しのぶれど色に出でにけりわが恋は物や思ふと人の問ふまで


                   拾遺和歌集  巻十一  恋一  622

                                         百人一首  40  

                                         ~  平兼盛                                          

【 詞書 】 天暦御時歌合

  (てんりゃくのおほんときのうたあわせ)


読み・・・ しのぶれど  いろにいでにけり  わがこひ(い)は  ものやおもふ(う)と  ひとのとふ(う)まで


簡単現代語訳・・・  心に秘めてきた恋だけれど、顔や表情に出てしまっていたようだ。
「恋煩いでもしているのですか?」と人が尋ねてくるほどに。



ピンク薔薇 しのぶ・・・「忍ぶ」「しの・ぶ」
①  堪(こら)える。我慢する。
②  つつみ隠す。秘密にする

ピンク薔薇 にけり・・・ 「に-・けり」
①  【過去】~てしまった。~てしまったそうだ。
② 【詠嘆、気付き】~てしまったのだなぁ。しまったことだ。
けり」→  詠嘆の助動詞 

ピンク薔薇 物や思ふ(う)・・・ 思い悩むこと。
物を思う」→  恋に関する物思いのこと。
「物思ふ」→  =疑問詞。「恋に悩んでいるのではないですか?」と人が質問をするという意味。

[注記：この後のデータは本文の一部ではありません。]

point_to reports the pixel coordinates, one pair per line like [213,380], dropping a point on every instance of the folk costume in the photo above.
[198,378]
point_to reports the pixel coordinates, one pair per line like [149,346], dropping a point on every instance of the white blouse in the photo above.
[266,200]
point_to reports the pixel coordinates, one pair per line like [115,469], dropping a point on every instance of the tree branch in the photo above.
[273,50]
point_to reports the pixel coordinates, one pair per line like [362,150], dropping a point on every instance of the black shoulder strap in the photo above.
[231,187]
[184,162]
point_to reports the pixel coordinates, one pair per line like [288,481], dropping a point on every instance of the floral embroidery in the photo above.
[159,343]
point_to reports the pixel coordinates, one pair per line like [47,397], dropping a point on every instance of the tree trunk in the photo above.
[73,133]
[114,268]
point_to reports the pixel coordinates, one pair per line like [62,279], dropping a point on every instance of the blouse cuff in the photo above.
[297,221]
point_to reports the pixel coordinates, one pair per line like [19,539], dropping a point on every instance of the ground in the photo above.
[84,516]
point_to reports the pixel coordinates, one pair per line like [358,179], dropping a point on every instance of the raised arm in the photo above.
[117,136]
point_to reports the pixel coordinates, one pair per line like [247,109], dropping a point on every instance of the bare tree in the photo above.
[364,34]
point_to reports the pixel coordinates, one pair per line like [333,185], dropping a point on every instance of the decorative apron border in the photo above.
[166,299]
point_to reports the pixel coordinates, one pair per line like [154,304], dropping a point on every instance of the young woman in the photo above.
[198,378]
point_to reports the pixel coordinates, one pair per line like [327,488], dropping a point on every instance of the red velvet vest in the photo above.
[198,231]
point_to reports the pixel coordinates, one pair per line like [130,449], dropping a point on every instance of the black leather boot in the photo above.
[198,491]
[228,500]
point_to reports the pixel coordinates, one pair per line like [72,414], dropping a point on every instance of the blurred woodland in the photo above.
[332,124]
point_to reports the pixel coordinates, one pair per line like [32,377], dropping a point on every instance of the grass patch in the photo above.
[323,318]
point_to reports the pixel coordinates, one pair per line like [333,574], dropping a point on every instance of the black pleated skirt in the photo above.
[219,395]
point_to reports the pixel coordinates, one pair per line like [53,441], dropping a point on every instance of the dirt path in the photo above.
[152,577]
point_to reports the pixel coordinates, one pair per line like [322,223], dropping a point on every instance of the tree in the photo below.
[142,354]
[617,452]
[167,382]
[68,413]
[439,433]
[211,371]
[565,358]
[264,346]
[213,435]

ピンク薔薇 人の問ふ(う)まで・・・ 人が尋ねてくるまでに。
「人」 →  他人。
「問ふ(う)」 →  尋ねる。問う。



平兼盛・・・ たいらのかねもり


*  生年月日・・・   不詳。

*  死  没  年・・・  991年 1月21日

*  出        自・・・   光孝天皇の玄孫 (ひまご)。篤行王の三男。

*  赤染衛門の生物学上の父と言う説、有り。

・  平安時代中期の貴族であり、歌人

・  主君 - 村上天皇 → 冷泉天皇 → 円融天皇

・  官位は、従五位上、駿河守。

・  三十六歌仙の1人

・「拾遺和歌集」「後拾遺和歌集」における代表的な歌人の1人。


クローバー 三十六歌仙とは・・・

平安時代中期の公卿、藤原公任(ふじわらのきんとう)≪966~1041年≫が著した【三十六人撰】に紹介されている、優れた三十六人の和歌の名人のこと。